Tony DeMarco landed some smashing lefts and rights on Carmen's jaw and mouth and eyes through the opening and middle rounds, and every time he scored, a Basilio rooter next to me would cry out gaily, "You like that, Carmen, you don't mind getting punched like that. You like it, Carmen!"
A pretty silly thing to say about a man getting his face punched in, it seemed to me. But by God, Carmen did seem to like it. The punishment—and his face was almost as bloody a mess as Tony's—seemed only to incite him to fight back more fiercely. Tony's gameness was almost frightening to see; Carmen was more than game—his will to win was inexorable. He was not to be persuaded, moved or affected by DeMarco's best punches. It was still a close fight at the end of nine rounds, but at that point my Basilio rooter looked at my score card and said, "Throw it away. The rounds don't matter.

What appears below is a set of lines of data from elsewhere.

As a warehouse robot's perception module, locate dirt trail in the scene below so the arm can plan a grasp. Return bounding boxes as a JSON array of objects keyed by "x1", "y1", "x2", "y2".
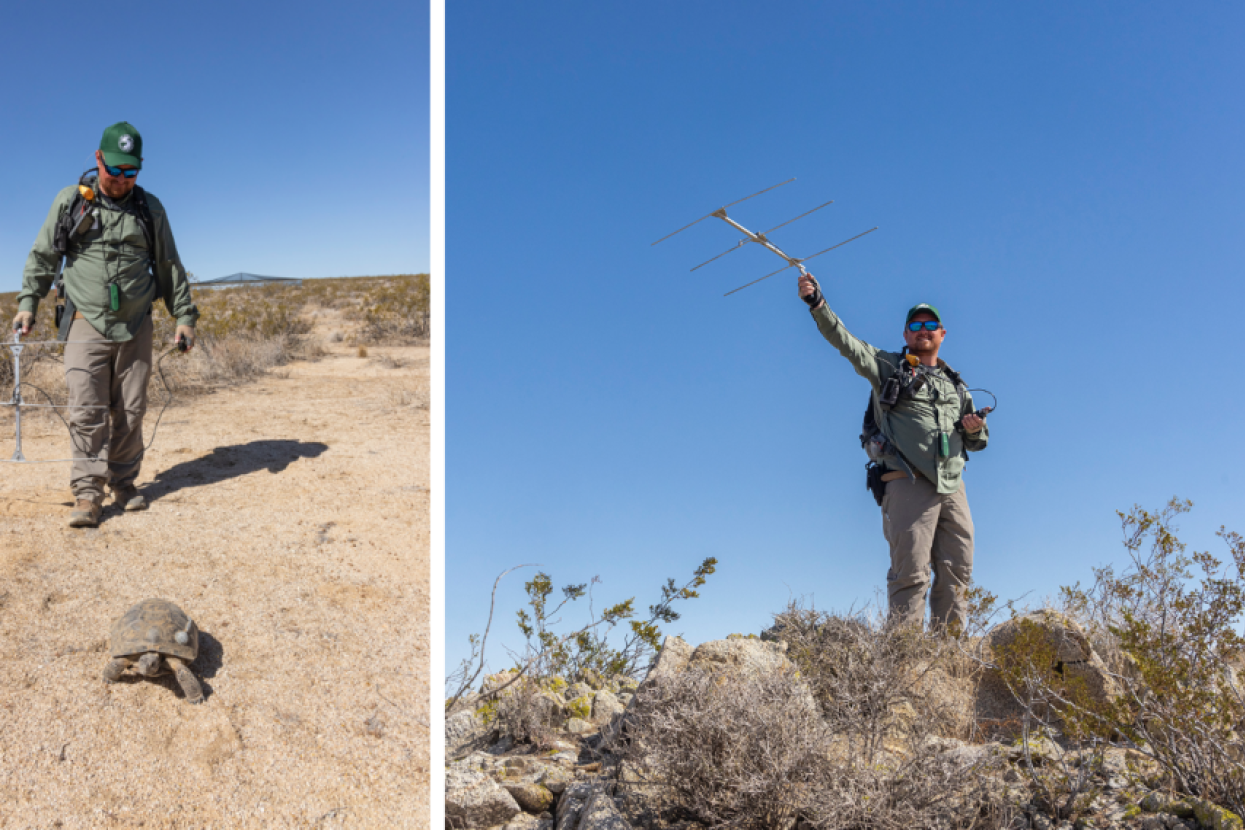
[{"x1": 0, "y1": 328, "x2": 430, "y2": 829}]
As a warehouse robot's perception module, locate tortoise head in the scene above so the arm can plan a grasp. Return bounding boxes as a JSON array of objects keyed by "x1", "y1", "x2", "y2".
[{"x1": 134, "y1": 651, "x2": 162, "y2": 677}]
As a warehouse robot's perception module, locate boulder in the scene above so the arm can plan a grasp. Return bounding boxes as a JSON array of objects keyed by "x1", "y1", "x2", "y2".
[
  {"x1": 563, "y1": 718, "x2": 596, "y2": 735},
  {"x1": 446, "y1": 763, "x2": 520, "y2": 830},
  {"x1": 974, "y1": 610, "x2": 1119, "y2": 734},
  {"x1": 644, "y1": 637, "x2": 692, "y2": 683},
  {"x1": 686, "y1": 637, "x2": 796, "y2": 677},
  {"x1": 502, "y1": 783, "x2": 554, "y2": 815},
  {"x1": 575, "y1": 793, "x2": 631, "y2": 830},
  {"x1": 554, "y1": 781, "x2": 604, "y2": 830},
  {"x1": 591, "y1": 692, "x2": 626, "y2": 723},
  {"x1": 446, "y1": 709, "x2": 494, "y2": 758}
]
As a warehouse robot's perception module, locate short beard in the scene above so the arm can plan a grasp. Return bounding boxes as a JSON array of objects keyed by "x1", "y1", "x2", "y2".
[{"x1": 908, "y1": 341, "x2": 937, "y2": 357}]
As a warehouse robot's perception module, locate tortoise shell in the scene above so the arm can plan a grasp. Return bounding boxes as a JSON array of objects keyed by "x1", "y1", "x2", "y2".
[{"x1": 110, "y1": 600, "x2": 199, "y2": 662}]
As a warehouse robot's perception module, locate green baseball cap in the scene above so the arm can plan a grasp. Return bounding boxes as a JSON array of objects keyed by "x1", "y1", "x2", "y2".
[
  {"x1": 100, "y1": 121, "x2": 143, "y2": 169},
  {"x1": 904, "y1": 302, "x2": 942, "y2": 326}
]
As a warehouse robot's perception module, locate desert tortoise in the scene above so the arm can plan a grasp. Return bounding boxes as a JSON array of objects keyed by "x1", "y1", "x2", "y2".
[{"x1": 103, "y1": 600, "x2": 203, "y2": 703}]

Carmen's gonna kayo 'im."
It was strictly old-fashioned Pier Six and there was a nice homely touch (in a hysterical way) at the end, when Referee Kessler finally stepped in to save the floundering champion from Basilio and Tony's own stand-or-die courage. Carmen fell on his knees and thanked his God for delivering up to him the world's championship he had pursued so long. His plump, bespectacled mother climbed through the ropes to embrace him. His cuts and bruises were forgotten; the flush of victory numbed them like novocain. A bloody, battered and joyous figure, he danced across the ring to kiss his handsome blonde wife. Fame and fortune, those elusive goddesses, had come at last to the Carmen Basilios, of the onion-and-potato country of Canastota, N.Y.
A few minutes later, Ex-champion DeMarco, still dazed, exhausted, bleeding from his wounds and breathing with difficulty through his broken nose, was lying under a white sheet on the rubbing table in his small, overcrowded dressing room. There were nasty slices in both eyelids. His lip was torn, and there was an ugly gash under his chin. His relatives stood around in silent, mournful groups.
"Kid, you were great tonight ever-if you didn't win," a well-wisher said. "I still think you're the better fighter. You'll get him next time, in Boston."
The beaten fighter smiled sadly. A placard at ringside had advertised that the Beantowners were "counting on you to bring home the bacon to Boston." Now all he was bringing home was $60,000, a busted nose and a broken dream.